„Es gibt eine Alternative, die aus der Krise herausführt“
Die Bewältigung der Finanz- und Wirtschaftskrise steht für die Fraktion Die Linke auf der Agenda für das Jahr 2012 ganz oben, wie der Fraktionsvorsitzende Dr. Gregor Gysi im Interview betont. Die Menschen hätten das Vertrauen in die Politik verloren und auch Anlass dazu. Gysi: „Wir müssen deutlich machen, dass es eine politische Alternative gibt, die gerecht aus der Krise herausführt.“ Das Interview im Wortlaut:
Herr Gysi, was war aus Ihrer Sicht der wichtigste Erfolg der Linksfraktion 2011?

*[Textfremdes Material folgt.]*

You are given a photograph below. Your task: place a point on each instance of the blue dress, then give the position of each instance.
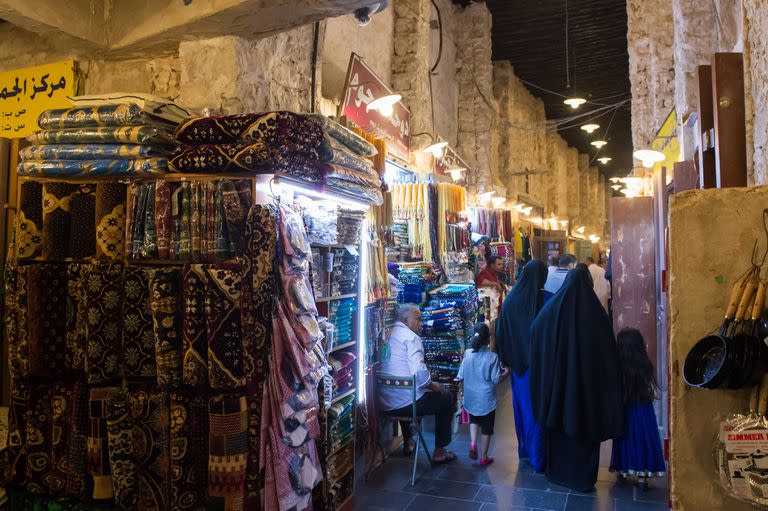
(639, 453)
(529, 439)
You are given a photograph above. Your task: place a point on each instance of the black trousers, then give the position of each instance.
(442, 406)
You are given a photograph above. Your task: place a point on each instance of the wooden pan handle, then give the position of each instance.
(763, 400)
(757, 308)
(753, 397)
(736, 292)
(746, 300)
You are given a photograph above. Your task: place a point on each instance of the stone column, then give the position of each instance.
(474, 72)
(651, 66)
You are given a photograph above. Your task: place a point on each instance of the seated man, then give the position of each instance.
(406, 358)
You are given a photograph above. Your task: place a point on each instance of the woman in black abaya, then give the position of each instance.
(575, 382)
(513, 342)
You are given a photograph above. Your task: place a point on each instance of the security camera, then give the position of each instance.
(363, 14)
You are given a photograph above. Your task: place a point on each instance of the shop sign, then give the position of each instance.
(26, 93)
(450, 160)
(362, 87)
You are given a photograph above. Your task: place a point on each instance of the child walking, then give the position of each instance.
(480, 371)
(639, 453)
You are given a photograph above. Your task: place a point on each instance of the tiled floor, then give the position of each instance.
(508, 485)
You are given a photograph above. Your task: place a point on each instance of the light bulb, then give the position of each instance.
(649, 157)
(385, 104)
(575, 102)
(436, 149)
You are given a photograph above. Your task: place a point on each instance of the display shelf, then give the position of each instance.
(333, 298)
(343, 395)
(342, 346)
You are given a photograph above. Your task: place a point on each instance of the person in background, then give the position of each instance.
(638, 452)
(575, 382)
(480, 371)
(555, 279)
(601, 285)
(406, 359)
(490, 275)
(513, 342)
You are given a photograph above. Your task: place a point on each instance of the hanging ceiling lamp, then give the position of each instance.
(385, 104)
(649, 157)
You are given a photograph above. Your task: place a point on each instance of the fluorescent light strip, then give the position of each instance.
(361, 303)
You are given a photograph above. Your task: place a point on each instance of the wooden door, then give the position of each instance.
(633, 264)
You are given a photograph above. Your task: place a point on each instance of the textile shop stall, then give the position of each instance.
(185, 327)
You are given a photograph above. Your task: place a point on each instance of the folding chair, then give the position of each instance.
(401, 382)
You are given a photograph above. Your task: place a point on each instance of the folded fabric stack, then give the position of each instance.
(344, 275)
(189, 220)
(97, 139)
(415, 280)
(320, 220)
(343, 370)
(349, 225)
(341, 314)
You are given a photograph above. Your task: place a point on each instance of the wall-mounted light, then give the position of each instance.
(385, 104)
(575, 102)
(436, 149)
(649, 157)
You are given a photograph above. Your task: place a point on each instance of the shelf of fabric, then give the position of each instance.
(332, 298)
(342, 346)
(343, 395)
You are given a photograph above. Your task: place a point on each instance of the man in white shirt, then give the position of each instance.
(601, 285)
(406, 358)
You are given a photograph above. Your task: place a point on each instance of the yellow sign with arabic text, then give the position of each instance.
(26, 93)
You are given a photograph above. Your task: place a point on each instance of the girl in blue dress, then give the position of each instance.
(639, 452)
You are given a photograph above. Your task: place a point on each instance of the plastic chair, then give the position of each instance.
(401, 382)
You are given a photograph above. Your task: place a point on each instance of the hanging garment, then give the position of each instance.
(29, 223)
(575, 381)
(110, 221)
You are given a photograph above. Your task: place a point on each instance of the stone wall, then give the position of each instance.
(700, 285)
(651, 66)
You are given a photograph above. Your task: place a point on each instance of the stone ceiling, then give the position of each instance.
(531, 35)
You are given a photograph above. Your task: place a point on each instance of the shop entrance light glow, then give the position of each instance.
(575, 102)
(649, 157)
(385, 104)
(436, 149)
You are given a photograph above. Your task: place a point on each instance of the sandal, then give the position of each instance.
(447, 458)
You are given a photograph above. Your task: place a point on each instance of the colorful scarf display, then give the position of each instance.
(29, 223)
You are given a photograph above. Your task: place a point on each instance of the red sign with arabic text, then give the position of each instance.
(363, 86)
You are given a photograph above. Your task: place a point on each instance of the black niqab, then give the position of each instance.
(513, 328)
(575, 378)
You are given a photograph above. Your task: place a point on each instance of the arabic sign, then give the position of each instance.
(363, 86)
(26, 93)
(450, 160)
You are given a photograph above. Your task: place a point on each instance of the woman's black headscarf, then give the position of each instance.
(513, 328)
(575, 378)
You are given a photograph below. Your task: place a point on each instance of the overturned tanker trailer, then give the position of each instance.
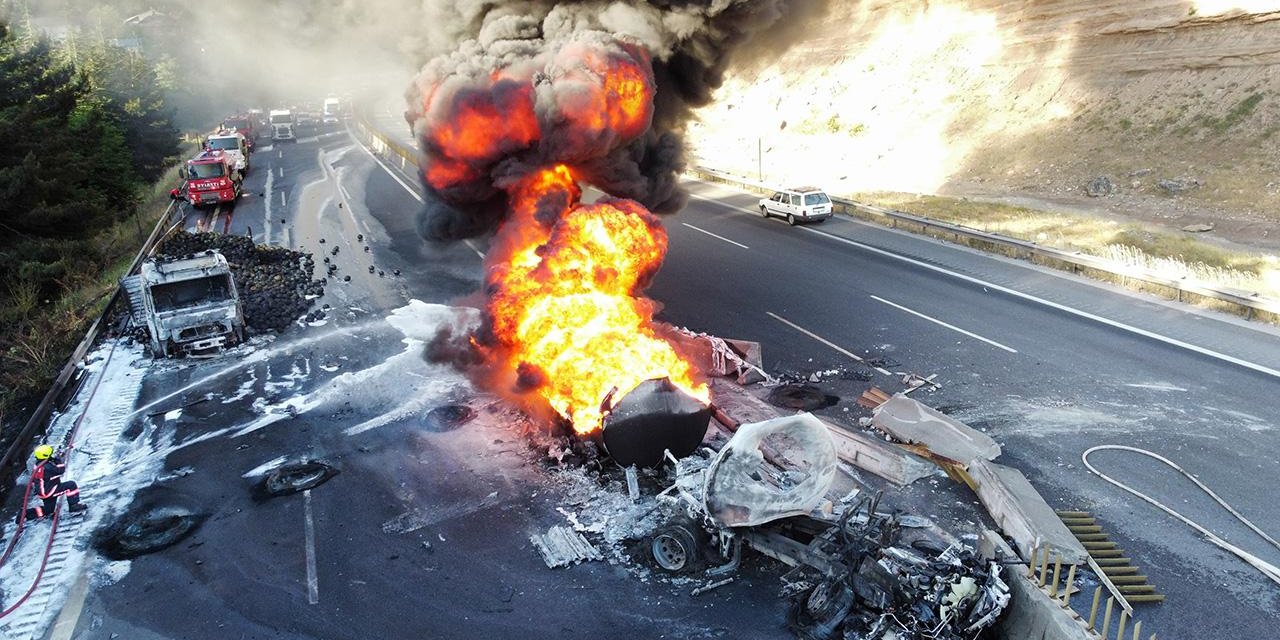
(653, 419)
(856, 572)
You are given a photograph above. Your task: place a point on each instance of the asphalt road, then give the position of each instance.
(1009, 344)
(420, 534)
(1029, 368)
(1046, 362)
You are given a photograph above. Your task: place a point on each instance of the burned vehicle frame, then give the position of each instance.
(855, 571)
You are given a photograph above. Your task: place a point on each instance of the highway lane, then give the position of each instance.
(1046, 383)
(1063, 387)
(420, 534)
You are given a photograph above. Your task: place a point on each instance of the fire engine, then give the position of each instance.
(210, 178)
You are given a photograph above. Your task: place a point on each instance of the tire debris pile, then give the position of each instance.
(274, 283)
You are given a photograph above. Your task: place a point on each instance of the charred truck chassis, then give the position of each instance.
(856, 572)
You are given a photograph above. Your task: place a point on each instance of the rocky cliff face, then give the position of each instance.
(1029, 100)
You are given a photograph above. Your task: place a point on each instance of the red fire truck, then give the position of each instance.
(210, 178)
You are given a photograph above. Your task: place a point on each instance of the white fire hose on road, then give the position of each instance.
(1269, 570)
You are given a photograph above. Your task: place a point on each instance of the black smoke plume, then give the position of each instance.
(686, 45)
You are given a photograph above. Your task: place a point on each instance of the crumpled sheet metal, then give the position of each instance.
(771, 470)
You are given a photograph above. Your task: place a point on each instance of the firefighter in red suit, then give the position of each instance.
(48, 484)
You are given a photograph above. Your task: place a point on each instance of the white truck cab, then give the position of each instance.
(236, 147)
(332, 110)
(282, 124)
(798, 205)
(188, 306)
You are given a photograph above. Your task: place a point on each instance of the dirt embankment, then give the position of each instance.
(1175, 103)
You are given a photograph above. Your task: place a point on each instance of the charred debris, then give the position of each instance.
(773, 488)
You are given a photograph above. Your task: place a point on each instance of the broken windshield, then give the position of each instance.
(224, 144)
(200, 172)
(190, 293)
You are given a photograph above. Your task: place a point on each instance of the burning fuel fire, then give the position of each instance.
(566, 316)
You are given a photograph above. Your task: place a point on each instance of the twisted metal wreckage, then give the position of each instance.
(856, 572)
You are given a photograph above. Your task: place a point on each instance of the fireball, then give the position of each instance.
(567, 321)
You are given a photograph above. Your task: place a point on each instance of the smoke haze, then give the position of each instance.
(686, 46)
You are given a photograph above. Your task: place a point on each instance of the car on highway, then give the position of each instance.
(798, 205)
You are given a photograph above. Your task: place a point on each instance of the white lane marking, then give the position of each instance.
(266, 205)
(714, 236)
(1050, 304)
(1156, 387)
(310, 530)
(824, 341)
(954, 328)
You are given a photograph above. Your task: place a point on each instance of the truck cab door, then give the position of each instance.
(776, 204)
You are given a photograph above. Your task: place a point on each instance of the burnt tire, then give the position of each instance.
(821, 612)
(447, 417)
(293, 478)
(677, 548)
(141, 531)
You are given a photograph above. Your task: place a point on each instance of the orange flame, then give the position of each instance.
(484, 126)
(622, 101)
(566, 314)
(567, 301)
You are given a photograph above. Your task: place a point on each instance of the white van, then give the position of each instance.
(282, 124)
(798, 205)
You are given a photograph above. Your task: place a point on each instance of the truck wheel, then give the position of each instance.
(676, 548)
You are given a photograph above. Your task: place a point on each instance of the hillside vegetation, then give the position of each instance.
(1175, 104)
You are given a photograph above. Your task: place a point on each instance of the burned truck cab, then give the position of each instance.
(190, 306)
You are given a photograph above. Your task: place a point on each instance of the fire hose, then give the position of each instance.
(1269, 570)
(22, 515)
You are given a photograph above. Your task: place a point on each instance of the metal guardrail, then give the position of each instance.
(1248, 301)
(18, 448)
(1251, 302)
(382, 144)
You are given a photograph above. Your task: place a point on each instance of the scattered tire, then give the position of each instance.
(293, 478)
(676, 548)
(801, 397)
(448, 417)
(147, 530)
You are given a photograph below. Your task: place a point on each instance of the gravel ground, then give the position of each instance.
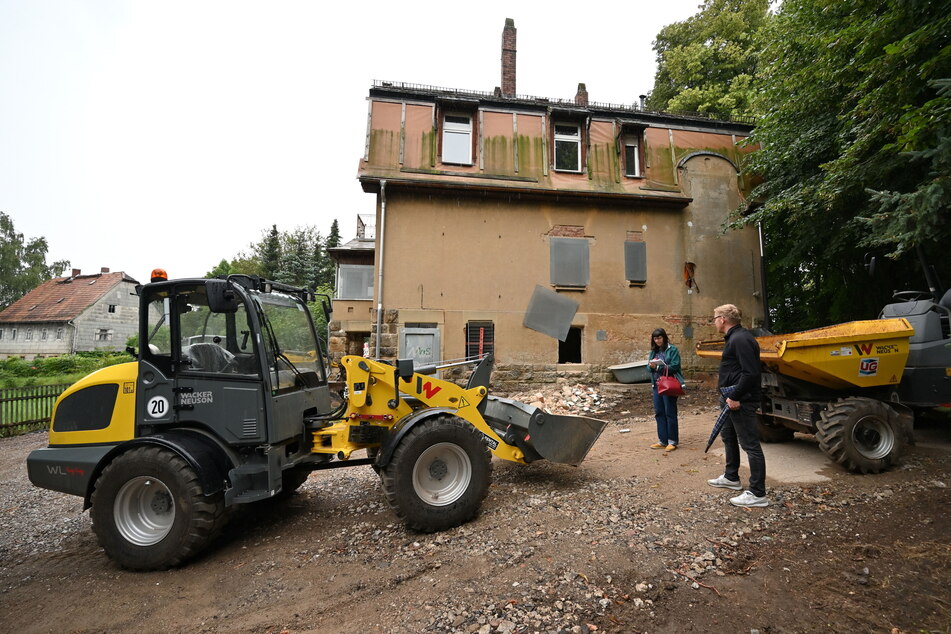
(632, 540)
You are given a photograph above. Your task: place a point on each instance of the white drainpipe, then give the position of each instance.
(379, 283)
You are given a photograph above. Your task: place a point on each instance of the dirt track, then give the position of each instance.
(631, 541)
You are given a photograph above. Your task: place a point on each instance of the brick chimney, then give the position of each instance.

Es ist uns gelungen, im Bundestag eine andere Atmosphäre herzustellen. Wir werden ernster genommen. Von besonderem Wert ist, dass eine gemeinsame Entschließung aller Bundestagsfraktionen gegen Rechtsextremismus und Rassismus beschlossen wurde. Das sehe ich schon als großen Erfolg an.
Was halten Sie für die größte Herausforderung im kommenden Jahr? Welche thematischen Schwerpunkte will Ihre Fraktion 2012 setzen?
Natürlich steht ganz obenan die Bewältigung der Finanz- und Wirtschaftskrise. Wir müssen deutlich machen, dass es eine politische Alternative gibt, die gerecht aus der Krise herausführt. Die Menschen haben das Vertrauen in die Politik verloren und, wenn ich mir das Agieren der Bundesregierung anschaue, auch Anlass dazu. Sie sehen doch, was die Spardiktate von Merkel und Sarkozy für die Menschen in Griechenland oder Portugal bedeuten. Zugleich wird mit jedem EU-Gipfel eine neue Runde der Verunsicherung gestartet. Doch weder die Arbeitnehmerinnen und Arbeitnehmer noch die Rentnerinnen und Rentner noch die Sozialleistungsbeziehenden tragen eine Schuld an der Krise. Sie haben sie nicht verursacht, also müssen sie auch nicht für die Finanz- und Wirtschaftskrise haften.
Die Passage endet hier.